New players do not give a shit about 100 slightly different empty wastelands with some coloured clouds and different skyboxes in them. There are other problems as well (see Karlotta's post) but as someone who has over ten years tried to get a huge number of friends, both IRL and online, into Discovery, I am literally telling you that the number one issue is that there is shit-all to actually DO. Veterans do not realise (or don't care about, although I can already hear them screeching their vehement denials) this because they have naturally pidgeonholed themselves into a clique-based roleplay system. This isn't really anything new - there are some roleplay communities that are even worse off than Disco for this sort of thing - but as a legitimate fresh face in this community, how hard do you honestly think it is to manage to even find someone in-game, let alone begin the process of integrating into a purportedly organic (it isn't) roleplay environment? It can take upwards of twenty fucking minutes to actually encounter someone in game, and that's assuming they sit still to let you catch up to them!
The player density on Discovery is a joke and the in-game population, while it might be rising, would need to be at least three times if not five times its current average to comfortably populate the number of systems that bloat and choke the game like tumours. Minutes upon minutes of wasted travel time flying through these endless empty systems to actually find something worth either talking to or shooting at. This is the point at which all the detractors of this line of thought will barrel in whinging about an alternate agenda, something akin to wanting the whole server shrunk to the size of Connecticut so me and the rest of the notorious PvPwhores can farm blues off innocent, angelic 'roleplayers' till the end of time, but in my personal opinion you are either blind or deluded if you think world size has anything to do with the attraction of games and communities like this one. This is not something like Arelith, with an active and motivated DM team who bring life to the tiny, hidden little corners of their expansive and atmospheric world, and give those places a reason to exist. This is not Colonial Marines, with a map size that actually fits its swelling playerbase and provides ample opportunity to enjoy the (admittedly shaky) level of roleplay that server offers. This is a swollen mess of a mod for an incredibly old game, laden with so much extra non-content (nontent?) that admittedly might have potential if the concept of a dynamic event here extended beyond "here are some NPC ships to shoot at."

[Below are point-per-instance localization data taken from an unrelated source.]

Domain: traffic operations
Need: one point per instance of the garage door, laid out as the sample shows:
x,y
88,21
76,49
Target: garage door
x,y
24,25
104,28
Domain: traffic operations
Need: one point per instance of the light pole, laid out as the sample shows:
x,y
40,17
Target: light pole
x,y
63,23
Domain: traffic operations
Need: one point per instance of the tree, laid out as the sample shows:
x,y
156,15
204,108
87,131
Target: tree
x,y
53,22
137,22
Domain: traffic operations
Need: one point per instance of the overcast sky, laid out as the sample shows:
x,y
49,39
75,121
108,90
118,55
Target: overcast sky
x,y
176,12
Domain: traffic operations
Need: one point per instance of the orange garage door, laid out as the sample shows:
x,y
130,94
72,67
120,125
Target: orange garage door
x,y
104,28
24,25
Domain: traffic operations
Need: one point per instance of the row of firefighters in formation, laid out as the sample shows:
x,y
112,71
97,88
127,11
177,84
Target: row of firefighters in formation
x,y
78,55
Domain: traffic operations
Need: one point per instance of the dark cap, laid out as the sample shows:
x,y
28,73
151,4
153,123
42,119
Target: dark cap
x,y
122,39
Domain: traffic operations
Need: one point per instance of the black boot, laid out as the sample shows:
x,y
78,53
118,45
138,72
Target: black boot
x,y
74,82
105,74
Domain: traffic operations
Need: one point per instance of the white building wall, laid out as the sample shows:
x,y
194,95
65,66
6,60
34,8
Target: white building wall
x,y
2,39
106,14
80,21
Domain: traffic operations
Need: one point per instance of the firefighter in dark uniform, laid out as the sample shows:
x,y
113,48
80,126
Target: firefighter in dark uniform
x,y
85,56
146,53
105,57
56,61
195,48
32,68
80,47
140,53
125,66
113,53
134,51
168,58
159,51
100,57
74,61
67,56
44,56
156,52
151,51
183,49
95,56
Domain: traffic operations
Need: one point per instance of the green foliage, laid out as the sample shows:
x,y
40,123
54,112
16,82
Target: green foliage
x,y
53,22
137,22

This is one of the most active forum boards I've ever seen in comparison to its in-game activity. I want to know your reasons why you think so few of those people are jumping in-game on a regular basis, and why people would rather spend time sitting chatting about the game on the forums (or on Skype, God forbid, since we're stuck in the mid 00s here) they think they enjoy rather than actually going and playing it. From where I'm sitting, and from the new players I've talked to after trying to coax them in during the period where I was actually active, it's not hard to figure out. At least the system bloat is a problem that's relatively easily fixed - archaic, awkward, and frankly user-hostile game mechanics like the ones Karlotta mentions will take a hell of a lot more effort.
It is endless circle, as long things will not change, AALLLLLLLLLL those Biter-veterans refuse to log-in, and, in same time, people in charge dont give a damn and stubornly refuse to change things.